The canonical implementation is function-as-a-service (FaaS), exemplified by AWS Lambda, Azure Functions, and Google Cloud Functions. These platforms execute user code in ephemeral containers that start on demand, process the event, and are destroyed when idle. The model excels for event-driven, spiky workloads: image processing, API backends, data transformation pipelines. It fails for long-running, stateful, or latency-sensitive applications where cold-start delays — the time required to provision a new container and initialize the runtime — can exceed acceptable thresholds.

From a systems perspective, serverless represents the logical endpoint of abstraction in cloud infrastructure. Where IaaS gave users virtual machines and PaaS gave users runtimes, serverless gives users execution. Each layer removes a category of operational concern — but also a category of control. The serverless developer cannot tune the garbage collector, cannot choose the kernel version, cannot predict the exact latency of a cold start. The trade-off is explicit: maximum operational simplicity in exchange for minimum operational control.

The serverless model has profound implications for programming language design. Languages with fast startup times — Go, Python, Node.js — dominate serverless deployments because their cold-start overhead is minimal. Languages with slow startup times — traditional Java on the HotSpot JVM — have historically been poor fits for serverless, a limitation that frameworks like Quarkus and GraalVM Native Image were explicitly designed to overcome.
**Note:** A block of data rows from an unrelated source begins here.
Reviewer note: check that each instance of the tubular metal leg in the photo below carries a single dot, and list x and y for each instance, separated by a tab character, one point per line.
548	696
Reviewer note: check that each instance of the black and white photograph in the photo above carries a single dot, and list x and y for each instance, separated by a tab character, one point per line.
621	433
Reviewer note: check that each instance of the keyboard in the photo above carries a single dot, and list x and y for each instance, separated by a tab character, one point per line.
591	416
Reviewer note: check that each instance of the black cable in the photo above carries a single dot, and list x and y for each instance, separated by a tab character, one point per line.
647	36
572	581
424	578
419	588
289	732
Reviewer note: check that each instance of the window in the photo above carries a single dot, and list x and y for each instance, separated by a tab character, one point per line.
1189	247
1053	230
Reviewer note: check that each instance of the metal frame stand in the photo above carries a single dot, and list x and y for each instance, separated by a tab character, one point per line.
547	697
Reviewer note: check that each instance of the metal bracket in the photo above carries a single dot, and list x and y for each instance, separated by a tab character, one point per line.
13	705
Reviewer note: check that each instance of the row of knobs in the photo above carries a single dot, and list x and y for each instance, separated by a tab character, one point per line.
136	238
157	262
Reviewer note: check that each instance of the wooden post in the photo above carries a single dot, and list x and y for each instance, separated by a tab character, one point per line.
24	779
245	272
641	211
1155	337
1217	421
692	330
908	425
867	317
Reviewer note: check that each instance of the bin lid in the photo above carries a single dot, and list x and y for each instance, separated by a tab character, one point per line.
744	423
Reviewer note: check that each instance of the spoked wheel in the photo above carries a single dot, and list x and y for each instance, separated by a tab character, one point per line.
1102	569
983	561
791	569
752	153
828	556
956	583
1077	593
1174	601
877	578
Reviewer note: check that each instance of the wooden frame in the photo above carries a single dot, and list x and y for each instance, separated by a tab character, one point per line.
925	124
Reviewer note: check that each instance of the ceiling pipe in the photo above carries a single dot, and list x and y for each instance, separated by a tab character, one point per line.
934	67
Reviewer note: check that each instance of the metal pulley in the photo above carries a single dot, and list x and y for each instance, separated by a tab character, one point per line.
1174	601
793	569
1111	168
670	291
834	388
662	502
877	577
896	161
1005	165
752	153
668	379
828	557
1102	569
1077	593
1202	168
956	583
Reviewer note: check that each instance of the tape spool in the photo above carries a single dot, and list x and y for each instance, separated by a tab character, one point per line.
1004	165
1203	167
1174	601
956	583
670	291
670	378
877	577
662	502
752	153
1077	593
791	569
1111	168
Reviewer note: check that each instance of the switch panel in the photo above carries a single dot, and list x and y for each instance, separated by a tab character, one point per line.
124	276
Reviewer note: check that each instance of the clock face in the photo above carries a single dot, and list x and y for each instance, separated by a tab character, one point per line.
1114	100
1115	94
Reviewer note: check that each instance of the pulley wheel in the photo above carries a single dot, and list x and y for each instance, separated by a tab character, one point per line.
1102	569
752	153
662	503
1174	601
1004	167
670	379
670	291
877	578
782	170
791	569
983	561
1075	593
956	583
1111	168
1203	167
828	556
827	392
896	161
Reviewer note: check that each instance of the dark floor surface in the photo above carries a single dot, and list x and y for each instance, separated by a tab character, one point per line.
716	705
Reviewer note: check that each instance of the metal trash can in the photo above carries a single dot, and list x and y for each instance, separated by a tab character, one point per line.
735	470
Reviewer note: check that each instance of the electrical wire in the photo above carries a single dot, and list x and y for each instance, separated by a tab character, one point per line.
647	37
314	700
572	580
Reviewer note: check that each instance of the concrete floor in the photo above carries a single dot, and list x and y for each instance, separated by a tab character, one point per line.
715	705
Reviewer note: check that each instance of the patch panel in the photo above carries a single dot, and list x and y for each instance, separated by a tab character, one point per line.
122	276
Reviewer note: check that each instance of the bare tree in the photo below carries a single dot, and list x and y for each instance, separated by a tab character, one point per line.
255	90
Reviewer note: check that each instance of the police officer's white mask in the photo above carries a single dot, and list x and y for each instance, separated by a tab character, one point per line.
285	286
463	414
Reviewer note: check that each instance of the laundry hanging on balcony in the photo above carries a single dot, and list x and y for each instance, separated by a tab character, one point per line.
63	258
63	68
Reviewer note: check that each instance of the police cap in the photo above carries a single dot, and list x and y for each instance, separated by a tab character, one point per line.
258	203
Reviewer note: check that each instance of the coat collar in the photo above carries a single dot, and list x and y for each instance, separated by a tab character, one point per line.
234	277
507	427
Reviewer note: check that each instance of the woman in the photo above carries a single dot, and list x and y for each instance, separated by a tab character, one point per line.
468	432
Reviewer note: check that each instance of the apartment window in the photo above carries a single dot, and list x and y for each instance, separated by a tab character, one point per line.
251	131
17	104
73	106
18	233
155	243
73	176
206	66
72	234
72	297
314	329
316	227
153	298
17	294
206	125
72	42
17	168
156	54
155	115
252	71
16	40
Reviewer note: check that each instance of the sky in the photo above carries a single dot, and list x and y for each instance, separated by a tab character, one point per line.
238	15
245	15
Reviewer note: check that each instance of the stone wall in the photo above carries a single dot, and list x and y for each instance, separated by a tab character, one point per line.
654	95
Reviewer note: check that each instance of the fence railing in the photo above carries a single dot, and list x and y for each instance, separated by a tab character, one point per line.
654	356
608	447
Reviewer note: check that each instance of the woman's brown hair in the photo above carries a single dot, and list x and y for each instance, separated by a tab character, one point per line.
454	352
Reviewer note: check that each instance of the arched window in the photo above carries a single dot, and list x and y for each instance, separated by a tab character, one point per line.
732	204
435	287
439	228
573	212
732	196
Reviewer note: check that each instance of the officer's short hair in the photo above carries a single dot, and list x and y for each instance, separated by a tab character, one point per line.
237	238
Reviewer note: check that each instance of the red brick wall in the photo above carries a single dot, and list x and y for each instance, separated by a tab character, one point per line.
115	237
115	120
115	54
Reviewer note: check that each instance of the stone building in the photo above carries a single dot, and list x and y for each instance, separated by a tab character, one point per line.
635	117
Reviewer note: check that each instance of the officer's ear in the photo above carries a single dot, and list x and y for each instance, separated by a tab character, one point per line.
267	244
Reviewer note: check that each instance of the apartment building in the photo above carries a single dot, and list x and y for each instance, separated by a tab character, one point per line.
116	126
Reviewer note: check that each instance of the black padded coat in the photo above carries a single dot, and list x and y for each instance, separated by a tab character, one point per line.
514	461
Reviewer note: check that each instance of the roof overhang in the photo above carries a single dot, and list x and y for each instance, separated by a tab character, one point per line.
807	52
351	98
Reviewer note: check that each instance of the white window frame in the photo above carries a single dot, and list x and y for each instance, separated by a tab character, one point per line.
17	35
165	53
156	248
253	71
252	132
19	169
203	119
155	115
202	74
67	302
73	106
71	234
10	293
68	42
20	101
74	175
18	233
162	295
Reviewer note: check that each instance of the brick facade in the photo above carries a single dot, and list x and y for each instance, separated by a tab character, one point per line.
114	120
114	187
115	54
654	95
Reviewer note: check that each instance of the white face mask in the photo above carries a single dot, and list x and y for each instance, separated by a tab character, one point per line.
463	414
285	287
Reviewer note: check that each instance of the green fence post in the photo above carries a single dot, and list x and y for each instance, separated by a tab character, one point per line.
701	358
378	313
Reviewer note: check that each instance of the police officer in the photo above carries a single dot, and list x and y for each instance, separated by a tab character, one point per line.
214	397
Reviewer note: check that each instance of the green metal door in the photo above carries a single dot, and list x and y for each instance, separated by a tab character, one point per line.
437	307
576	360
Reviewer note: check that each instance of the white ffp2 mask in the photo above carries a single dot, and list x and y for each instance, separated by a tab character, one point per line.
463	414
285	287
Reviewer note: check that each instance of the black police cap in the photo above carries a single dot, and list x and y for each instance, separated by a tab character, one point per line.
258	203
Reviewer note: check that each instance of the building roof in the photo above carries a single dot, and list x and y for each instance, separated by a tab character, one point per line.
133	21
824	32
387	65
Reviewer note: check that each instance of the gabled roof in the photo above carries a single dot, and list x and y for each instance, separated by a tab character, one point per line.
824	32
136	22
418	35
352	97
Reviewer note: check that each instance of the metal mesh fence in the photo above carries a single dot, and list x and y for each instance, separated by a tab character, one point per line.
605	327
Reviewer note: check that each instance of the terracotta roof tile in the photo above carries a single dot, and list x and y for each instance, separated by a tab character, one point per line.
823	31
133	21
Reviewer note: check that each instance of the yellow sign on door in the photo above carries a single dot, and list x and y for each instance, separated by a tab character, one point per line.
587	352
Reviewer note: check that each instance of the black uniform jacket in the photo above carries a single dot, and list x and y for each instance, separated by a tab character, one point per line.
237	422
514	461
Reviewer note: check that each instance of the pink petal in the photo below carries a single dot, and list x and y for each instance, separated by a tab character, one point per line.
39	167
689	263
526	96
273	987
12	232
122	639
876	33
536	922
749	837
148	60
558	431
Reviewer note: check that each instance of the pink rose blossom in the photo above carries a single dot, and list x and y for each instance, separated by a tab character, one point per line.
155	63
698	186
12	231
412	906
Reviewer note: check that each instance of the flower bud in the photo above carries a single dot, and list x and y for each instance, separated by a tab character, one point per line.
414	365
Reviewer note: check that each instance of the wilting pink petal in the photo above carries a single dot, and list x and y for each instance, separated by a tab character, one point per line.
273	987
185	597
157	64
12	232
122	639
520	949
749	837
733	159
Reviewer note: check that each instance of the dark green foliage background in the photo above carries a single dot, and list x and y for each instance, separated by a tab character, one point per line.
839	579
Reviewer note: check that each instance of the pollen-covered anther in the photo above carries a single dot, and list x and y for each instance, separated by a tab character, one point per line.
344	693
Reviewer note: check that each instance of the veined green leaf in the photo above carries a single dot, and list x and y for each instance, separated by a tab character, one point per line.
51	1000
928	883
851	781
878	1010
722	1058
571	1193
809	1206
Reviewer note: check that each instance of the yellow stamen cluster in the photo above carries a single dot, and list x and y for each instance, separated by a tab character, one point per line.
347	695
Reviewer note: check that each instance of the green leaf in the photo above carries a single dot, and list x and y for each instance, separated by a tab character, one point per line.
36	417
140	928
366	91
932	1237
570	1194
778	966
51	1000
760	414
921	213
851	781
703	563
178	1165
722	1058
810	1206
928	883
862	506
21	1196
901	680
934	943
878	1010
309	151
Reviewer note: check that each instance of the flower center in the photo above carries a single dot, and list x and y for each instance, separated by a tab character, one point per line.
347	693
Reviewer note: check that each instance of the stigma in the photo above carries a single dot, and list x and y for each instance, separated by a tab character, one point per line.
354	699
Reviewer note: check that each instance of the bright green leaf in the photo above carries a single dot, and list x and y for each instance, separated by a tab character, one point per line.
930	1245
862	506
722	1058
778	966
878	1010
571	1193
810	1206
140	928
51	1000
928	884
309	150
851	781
Serverless is not a technology but a contract: the developer promises to write stateless, event-driven functions, and the platform promises to run them at any scale without the developer managing infrastructure. The contract is elegant but brittle. When it breaks — when a function needs persistent state, when cold-start latency matters, when execution limits are exceeded — the developer discovers that 'serverless' was never server-less. It was server-elsewhere, and the elsewhere has its own constraints.